With the announcement of a $650 million Series E funding round, launch startup Relativity Space revealed plans to build a fully reusable 3D printed launch vehicle.
The Terran R is a fully reusable two-stage 3D printed rocket that Relativity Space says is capable of deploying 20,000 kilograms into low Earth orbit. In a promotional video, the launch startup claims the design of the rocket was “inspired by nature.” If nature is over the shoulder of a SpaceX Starship engineer then sure, I’ll buy that.
The fully stainless steel rocket is powered by six 3D printed methalox engines. The Terran R’s first and second stages feature distinctive fins that will likely be utilised to stabilise the rocket during reentry. The booster also features grid fins for stabilisation during propulsive landings.
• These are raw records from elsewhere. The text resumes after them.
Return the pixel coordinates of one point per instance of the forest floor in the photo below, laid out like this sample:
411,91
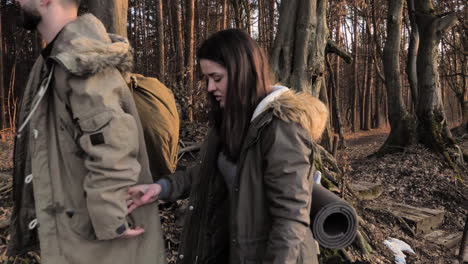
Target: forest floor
414,177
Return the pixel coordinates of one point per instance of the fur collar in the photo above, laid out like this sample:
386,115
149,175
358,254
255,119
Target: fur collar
297,107
85,48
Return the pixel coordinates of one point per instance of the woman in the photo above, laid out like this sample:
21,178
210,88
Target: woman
250,193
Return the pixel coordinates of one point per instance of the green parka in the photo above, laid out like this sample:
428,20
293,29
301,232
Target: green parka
78,154
266,219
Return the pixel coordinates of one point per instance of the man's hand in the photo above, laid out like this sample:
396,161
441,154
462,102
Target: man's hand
142,194
131,233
To put it plainly, it appears that someone shrunk the Starship design and made a few small changes to make sure it didn’t look like they’d copied their classmate’s work.
The design is not the only aspect that the Terran R project seems to have in common with the endeavors of Relativity’s more established competitor.
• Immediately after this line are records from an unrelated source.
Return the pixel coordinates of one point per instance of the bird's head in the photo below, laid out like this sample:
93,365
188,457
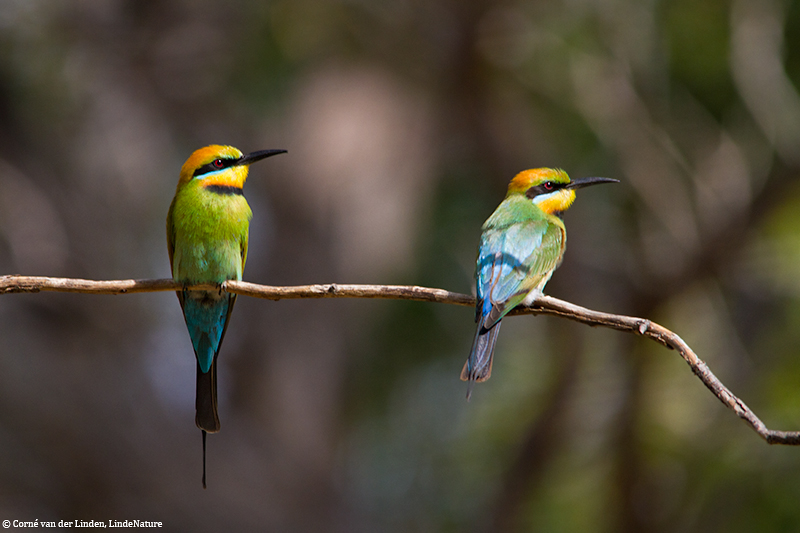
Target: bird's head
550,189
220,166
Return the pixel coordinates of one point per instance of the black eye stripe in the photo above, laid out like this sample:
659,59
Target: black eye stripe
544,188
214,166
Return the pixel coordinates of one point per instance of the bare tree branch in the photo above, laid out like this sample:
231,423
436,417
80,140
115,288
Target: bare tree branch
545,305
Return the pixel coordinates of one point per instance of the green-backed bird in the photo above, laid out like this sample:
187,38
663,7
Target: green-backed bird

In a press release for the announcement of its Series E funding round, Relativity Space stated that the Terran R represents a “leap towards Relativity’s mission to build humanity’s multi-planetary future, eventually offering customers a point-to-point space freighter capable of missions between Earth, Moon, and Mars.”
Now, SpaceX doesn’t have a monopoly on attempting to make humanity multi-planetary. However, it has been a core principle of the company even before its founding.
Prior to starting his launch company in 2002, SpaceX founder and CEO Elon Musk attempted to launch a greenhouse to Mars aboard a retrofitted Russian intercontinental ballistic missile. The mission was designed to inspire the public to put pressure on NASA to ramp up its efforts to land humans on Mars. Ultimately Russian officials didn’t take Musk’s plans seriously, a decision they are likely regretting to this day.
Although this diatribe is mostly good-natured, Relativity’s efforts with the Terran R do warrant some scrutiny. It might be that there is no coincidence that when SpaceX and Relativity Space sat down to create a fully reusable launch vehicle they arrived at the same design. This may be the singularly ideal solution to that problem. This may very well be the case. But I don’t think it is.